O presidente da (Anamatra) para a gestão 2007-2009, nasceu em Petrópolis (RJ), em 18 de novembro de 1962. É Bacharel em Direito pela Faculdade de Direito da Universidade Federal do Rio de Janeiro. Entrou para a magistratura em 1993 e atualmente é juiz titular da 58ª Vara do Trabalho do Rio de Janeiro e professor licenciado de Direito Processual Civil, da Universidade Católica de Petrópolis.
Na Amatra 1 exerceu os cargos de presidente (2001-2003), vice-presidente (1999-2001) e diretor (1993-1999). Na Anamatra, foi diretor de comunicaçao social (2003-2005) e vice-presidente (2005-2007)

E-FENAJ – Presidente, poderia nos falar com mais detalhes quais os objetivos da Campanha pela Efetivação do Direito do Trabalho, lançada pela ANAMATRA?

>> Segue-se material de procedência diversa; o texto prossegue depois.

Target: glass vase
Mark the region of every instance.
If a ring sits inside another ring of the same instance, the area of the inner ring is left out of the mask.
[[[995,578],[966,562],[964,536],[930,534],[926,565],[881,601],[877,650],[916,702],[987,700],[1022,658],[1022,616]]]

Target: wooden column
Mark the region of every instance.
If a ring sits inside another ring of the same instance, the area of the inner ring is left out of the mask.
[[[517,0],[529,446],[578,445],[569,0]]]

Cláudio Montesso – Na realidade a campanha possui diversos objetivos, sendo o principal deles resgatar para a sociedade brasileira o valor do trabalho e a importância do Direito do Trabalho na vida dos trabalhadores. Ao mesmo tempo, queremos conscientizar os trabalhadores de seus direitos, queremos que eles sejam informados do que podem ou não e daquilo que se pode exigir deles no trabalho. A campanha destina-se, ainda, a resgatar o Direito do Trabalho como fator essencial de inserção de milhares de pessoas na economia, retirando-os da marginalidade econômica e social. Daí a importância de tê-lo presente na vida das pessoas, para que de fato possam ser tratadas como cidadãos. Por isso o mote principal da campanha é “Direito do Trabalho uma Questão de Cidadania”.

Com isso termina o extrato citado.